The collared crescentchest (Melanopareia torquata) is a species of suboscine passerine bird in the family Melanopareiidae. It is found in Bolivia, Brazil, and Paraguay.

==Taxonomy==
The collared crescentchest was formally described in 1831 by the German naturalist Prince Maximilian of Wied-Neuwied under the binomial name Synallaxis torquatus. The specific epithet is Latin meaning "collared". Wied-Neuwied specified the locality as the "Campo Geral" of inner Brasil. This is the grassland on the border between the Brazilian states of Bahia and Minas Gerais. The collared crescentchest is now one of four crescentchests placed in the genus Melanopareia that was introduced in 1853 by the German naturalist Ludwig Reichenbach.

Three subspecies are recognised:
- M. t. torquata (Wied-Neuwied, M, 1831) – east Brazil
- M. t. rufescens Hellmayr, 1924 – central Brazil and northeast Paraguay
- M. t. bitorquata (d'Orbigny & Lafresnaye, 1837) – east Bolivia

The subspecies M. t. bitorquata has sometimes been treated as a separate species, the double-collared crescentchest.

The crescentchests (genus Melanopareia) were at one time included in family Rhinocryptidae, the tapaculos. A 2010 publication confirmed earlier work and formally created the present family Melanopareiidae.

==Description==
The collared crescentchest is 14.5 cm long. Two unsexed specimens of M. t. rufescens weighed 16.5 and 18.0 g. The nominate subspecies' back and rump are brown and the underparts buff. The crown of the head is gray brown. It has a narrow white supercilium edged with black, a rufous "collar" on the back of the neck, and a black band across the breast. Subspecies M. t. rufescens is almost identical but its crown is reddish brown.

Both sexes of collared crescentchest sing year round, usually from atop a low shrub. The song is "a series of 3-6 loud, resonant 'chip' notes". Its call is "a penetrating churr".

==Distribution and habitat==
The collared crescentchest is found primarily in central Brazil but also occurs in far northeastern Paraguay.
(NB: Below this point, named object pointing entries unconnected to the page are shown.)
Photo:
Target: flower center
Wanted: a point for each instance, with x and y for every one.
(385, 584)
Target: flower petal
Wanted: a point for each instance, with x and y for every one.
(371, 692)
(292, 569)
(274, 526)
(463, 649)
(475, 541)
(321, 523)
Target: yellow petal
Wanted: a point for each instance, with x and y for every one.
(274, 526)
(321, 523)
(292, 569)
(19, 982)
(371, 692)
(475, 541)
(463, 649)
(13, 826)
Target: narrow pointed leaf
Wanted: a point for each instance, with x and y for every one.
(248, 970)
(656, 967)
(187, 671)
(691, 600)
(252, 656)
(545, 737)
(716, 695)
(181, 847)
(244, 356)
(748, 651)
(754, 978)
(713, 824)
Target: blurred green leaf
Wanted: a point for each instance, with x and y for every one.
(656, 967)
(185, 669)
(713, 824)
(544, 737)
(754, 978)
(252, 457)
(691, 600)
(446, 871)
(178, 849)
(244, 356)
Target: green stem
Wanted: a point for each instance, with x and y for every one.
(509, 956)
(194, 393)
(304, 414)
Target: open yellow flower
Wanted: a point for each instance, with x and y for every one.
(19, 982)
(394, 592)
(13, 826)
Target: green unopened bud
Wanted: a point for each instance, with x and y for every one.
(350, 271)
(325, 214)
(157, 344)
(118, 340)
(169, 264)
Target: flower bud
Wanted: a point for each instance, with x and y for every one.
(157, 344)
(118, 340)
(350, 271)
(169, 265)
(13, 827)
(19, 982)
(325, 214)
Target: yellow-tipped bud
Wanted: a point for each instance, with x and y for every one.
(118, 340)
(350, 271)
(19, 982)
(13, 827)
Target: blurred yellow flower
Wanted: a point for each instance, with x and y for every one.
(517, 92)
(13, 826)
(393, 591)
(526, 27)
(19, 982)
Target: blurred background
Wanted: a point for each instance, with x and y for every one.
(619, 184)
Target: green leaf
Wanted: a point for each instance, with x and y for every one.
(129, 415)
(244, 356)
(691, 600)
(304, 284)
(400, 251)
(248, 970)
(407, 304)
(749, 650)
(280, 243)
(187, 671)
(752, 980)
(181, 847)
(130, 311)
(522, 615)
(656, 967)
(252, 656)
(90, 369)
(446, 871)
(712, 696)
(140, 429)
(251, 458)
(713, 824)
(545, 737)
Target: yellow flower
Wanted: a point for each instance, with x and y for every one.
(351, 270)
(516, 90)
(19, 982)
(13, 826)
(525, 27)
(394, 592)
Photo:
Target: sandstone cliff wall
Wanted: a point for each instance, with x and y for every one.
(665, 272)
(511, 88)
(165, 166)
It inhabits cerrado, a biome characterized by a mix of savannah and woodlands. It prefers wetter open areas and avoids disturbed areas. In elevation it ranges up to 1400 m.

==Behavior==
===Feeding===

The collared crescentchest's diet has not been described but the species is assumed to be insectivorous.

===Breeding===

Little is known about the collared crescentchest's breeding phenology. Its nest is a globe of dry grass and leaves placed near the ground. Two eggs are laid and both sexes incubate them and care for nestlings.

==Status==

The IUCN has assessed the collared crescentchest as being of Least Concern. "Despite widespread degradation of cerrado habitat, the population of Collared Crescentchest is believed to be relatively stable throughout its large range."